Topping Out In Houston Again

  • Send the architects south. Silicon Valley may be powerless and profitless, but Houston, the nation's energy capital and home to the oil-baron excesses of the 1980s, is back in "bidness." The energy giants in Texas have big fat wallets these days--and even bigger construction plans. Not since the boom days of 1982, when trophy architects like Philip Johnson and I.M. Pei reconfigured the skyline, has Houston seen so much construction activity by the energy sector.

    Leading the parade, ironically, is Enron, an old energy behemoth that has reinvented itself as a high-tech trading firm dealing in everything from natural gas to Internet bandwidth. In fact, its new 40-story headquarters, designed by Cesar Pelli, will be fronted by a seven-story "podium"--or shorter building--to house what Enron is calling the largest commodities-trading environment in the world.

    This environment, spread over four floors, each the size of a city block, will become home this August to 2,000 employees trading commodities that range from Old World (crude oil, petrochemicals, steel and lumber) to New World (emission credits and derivatives). Chairman Kenneth Lay and CEO Jeff Skilling are even moving from their skyboxes to work in seventh-floor offices so they can peer down into the pit.

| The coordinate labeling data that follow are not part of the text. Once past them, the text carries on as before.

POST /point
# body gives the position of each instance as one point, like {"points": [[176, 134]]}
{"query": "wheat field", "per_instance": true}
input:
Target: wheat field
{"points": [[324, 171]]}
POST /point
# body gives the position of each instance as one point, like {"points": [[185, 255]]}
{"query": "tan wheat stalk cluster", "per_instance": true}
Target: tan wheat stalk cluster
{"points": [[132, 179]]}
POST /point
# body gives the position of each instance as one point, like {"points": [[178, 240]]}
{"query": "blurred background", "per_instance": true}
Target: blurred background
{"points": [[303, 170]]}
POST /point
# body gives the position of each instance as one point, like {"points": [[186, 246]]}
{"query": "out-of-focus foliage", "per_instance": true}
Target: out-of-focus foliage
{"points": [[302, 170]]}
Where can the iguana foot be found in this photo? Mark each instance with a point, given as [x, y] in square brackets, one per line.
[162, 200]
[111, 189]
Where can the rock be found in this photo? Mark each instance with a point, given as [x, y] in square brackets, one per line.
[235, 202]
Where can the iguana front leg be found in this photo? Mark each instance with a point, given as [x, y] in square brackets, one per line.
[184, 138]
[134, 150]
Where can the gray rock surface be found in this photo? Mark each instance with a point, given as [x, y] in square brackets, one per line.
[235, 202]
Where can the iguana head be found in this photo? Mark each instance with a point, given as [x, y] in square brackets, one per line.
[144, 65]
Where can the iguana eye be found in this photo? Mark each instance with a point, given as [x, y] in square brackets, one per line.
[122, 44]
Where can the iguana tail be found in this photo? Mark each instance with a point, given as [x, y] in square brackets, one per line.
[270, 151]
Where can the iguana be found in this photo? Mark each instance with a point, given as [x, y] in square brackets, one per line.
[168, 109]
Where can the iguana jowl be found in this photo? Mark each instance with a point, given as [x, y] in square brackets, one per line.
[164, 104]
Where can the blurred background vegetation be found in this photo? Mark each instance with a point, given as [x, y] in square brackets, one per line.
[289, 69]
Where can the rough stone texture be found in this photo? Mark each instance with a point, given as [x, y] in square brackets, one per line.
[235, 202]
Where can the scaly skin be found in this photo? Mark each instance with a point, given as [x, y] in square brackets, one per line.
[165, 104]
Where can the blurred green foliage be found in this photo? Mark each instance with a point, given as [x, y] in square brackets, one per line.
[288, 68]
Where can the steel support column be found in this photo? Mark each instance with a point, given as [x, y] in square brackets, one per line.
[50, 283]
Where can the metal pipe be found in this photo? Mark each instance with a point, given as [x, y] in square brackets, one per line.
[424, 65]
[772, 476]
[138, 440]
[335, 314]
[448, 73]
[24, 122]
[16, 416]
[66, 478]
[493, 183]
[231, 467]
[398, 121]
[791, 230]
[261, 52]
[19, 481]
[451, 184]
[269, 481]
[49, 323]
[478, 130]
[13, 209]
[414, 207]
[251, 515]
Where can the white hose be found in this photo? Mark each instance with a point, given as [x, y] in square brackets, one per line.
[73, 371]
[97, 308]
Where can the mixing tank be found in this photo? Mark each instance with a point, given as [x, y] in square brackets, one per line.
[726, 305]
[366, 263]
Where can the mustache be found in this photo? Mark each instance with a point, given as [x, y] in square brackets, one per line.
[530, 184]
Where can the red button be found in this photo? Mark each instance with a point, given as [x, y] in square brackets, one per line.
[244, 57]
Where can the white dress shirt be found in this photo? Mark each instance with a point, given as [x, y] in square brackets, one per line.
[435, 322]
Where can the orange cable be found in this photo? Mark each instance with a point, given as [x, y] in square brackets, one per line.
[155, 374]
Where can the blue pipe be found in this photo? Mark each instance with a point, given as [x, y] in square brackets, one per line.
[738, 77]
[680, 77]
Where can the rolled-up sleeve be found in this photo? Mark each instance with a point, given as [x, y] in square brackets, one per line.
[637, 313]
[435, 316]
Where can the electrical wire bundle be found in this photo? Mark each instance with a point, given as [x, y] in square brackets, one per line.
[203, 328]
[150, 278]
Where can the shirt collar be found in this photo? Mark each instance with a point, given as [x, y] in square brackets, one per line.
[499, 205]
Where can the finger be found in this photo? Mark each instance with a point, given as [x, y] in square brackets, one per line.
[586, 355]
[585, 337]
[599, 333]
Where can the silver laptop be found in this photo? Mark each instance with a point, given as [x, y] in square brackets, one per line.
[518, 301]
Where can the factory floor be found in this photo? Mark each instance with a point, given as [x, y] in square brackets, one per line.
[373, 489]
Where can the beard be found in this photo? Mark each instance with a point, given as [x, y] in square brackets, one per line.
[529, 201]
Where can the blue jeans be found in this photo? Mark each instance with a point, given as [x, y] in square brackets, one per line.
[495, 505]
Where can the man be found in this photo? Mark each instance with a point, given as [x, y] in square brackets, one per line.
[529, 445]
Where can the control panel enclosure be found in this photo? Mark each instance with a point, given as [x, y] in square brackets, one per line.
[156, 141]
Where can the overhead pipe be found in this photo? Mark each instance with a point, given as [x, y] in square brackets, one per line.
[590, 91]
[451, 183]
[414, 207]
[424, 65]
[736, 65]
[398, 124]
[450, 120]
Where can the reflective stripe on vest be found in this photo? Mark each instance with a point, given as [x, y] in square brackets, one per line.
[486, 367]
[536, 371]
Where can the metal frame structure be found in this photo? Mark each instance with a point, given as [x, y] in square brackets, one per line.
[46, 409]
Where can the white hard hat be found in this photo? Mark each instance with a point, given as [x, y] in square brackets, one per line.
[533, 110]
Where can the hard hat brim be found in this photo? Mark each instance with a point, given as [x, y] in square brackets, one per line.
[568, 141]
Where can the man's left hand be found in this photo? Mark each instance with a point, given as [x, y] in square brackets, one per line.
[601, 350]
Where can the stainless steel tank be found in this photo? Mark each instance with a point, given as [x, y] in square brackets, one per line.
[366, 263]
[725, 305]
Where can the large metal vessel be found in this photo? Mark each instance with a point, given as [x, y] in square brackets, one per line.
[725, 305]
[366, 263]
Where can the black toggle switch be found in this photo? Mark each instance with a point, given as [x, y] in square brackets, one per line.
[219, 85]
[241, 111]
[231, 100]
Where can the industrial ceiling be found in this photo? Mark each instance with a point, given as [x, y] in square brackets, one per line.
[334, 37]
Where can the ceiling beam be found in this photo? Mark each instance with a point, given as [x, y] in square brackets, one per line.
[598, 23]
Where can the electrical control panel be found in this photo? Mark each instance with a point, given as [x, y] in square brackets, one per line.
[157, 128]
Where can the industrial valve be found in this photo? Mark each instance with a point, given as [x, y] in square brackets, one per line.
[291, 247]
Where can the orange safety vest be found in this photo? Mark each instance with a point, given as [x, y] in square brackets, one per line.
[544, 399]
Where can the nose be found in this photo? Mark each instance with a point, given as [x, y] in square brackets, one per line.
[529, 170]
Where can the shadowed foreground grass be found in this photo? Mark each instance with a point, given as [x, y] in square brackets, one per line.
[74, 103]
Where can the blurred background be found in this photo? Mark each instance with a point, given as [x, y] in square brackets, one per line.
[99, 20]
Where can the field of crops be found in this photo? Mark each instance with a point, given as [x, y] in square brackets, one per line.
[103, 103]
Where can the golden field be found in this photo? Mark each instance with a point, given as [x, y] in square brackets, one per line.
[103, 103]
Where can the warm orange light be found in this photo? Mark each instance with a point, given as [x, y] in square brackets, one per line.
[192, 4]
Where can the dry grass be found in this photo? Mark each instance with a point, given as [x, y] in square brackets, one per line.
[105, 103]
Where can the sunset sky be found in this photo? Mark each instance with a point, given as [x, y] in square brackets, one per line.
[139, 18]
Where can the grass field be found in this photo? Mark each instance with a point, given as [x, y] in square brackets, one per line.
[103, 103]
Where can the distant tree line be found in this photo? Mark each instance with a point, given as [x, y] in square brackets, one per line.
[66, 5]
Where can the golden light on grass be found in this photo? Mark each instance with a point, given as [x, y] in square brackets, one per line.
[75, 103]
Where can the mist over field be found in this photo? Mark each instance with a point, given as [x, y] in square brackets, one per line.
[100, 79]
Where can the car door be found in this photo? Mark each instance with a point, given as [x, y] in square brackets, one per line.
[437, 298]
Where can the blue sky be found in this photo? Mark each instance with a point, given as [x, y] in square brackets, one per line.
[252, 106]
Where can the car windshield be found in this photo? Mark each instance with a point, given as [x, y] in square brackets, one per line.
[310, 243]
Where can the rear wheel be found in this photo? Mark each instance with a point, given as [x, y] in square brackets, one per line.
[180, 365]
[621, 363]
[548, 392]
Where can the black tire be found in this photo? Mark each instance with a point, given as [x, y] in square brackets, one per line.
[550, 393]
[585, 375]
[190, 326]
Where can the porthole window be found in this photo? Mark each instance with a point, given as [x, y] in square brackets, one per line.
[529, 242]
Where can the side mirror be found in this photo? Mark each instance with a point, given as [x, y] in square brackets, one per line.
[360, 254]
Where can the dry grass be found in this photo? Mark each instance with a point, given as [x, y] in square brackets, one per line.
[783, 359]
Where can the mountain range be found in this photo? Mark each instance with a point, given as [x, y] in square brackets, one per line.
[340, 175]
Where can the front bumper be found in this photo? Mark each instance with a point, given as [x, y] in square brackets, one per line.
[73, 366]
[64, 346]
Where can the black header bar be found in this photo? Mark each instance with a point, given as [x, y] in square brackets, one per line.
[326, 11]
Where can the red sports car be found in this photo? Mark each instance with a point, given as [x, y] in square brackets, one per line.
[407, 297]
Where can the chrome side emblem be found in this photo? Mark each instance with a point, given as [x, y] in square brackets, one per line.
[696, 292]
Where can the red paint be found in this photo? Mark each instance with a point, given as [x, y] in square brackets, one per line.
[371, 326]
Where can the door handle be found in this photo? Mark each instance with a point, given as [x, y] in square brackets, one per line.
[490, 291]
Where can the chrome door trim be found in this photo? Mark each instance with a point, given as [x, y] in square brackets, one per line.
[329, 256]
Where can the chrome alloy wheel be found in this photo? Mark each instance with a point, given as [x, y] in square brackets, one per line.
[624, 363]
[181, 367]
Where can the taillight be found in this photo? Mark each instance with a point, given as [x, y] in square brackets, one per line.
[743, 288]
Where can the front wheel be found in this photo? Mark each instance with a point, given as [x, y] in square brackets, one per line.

    When the bigger 40-story structure is finished in December, Enron's will be the first new skyscraper in downtown Houston since 1987--to be followed by three more by 2003. Besides Enron, Calpine Corp., the nation's leading independent-power company, based in California, will move into a new 32-story high-rise. And Reliant Resources, the IPO spun off this month from its Houston parent to deal with Texas' new deregulated electricity market, has signed on for offices in a 36-story skyscraper.

    What's fueling the high-rise fever is simple: excess cash. Enron's first-quarter revenues were up 281%, while Calpine's revenues and net income were each up more than 400%--even with California's deadbeat utility PG&E; owing the company more than $300 million.

    After a decade of contraction in the business, with companies having shut offices from New Orleans to Oklahoma, deregulation and new marketing strategies are sparking Houston's renaissance. "Enron is a leading example of the new energy industry. Ten years ago, there were no trading floors," points out Stephen Brown, senior economist with the Federal Reserve Bank in Dallas. Both Calpine and Reliant will also have trading operations in their new offices.

    Though Houston no longer relies so heavily on the energy business (down to 48% of the local economy from 82% in 1982) the turnaround sure feels good after the city lost more than 15,000 energy-sector jobs two years ago, says Barton Smith, director of the Institute for Regional Forecasting at the University of Houston. It has gained those jobs back, plus some. Says Smith: "The current boom is what's keeping Houston afloat while the rest of the country is suffering."

    None of this matters to real Houston lovers, of course. They're just interested in bragging rights. After a bad decade, they're beginning to sound like the biggest and the best in Texas again. "Boomlet?" says Laura Schwartz, spokeswoman at Enron. "It's more than a mini-boom. It's a boom."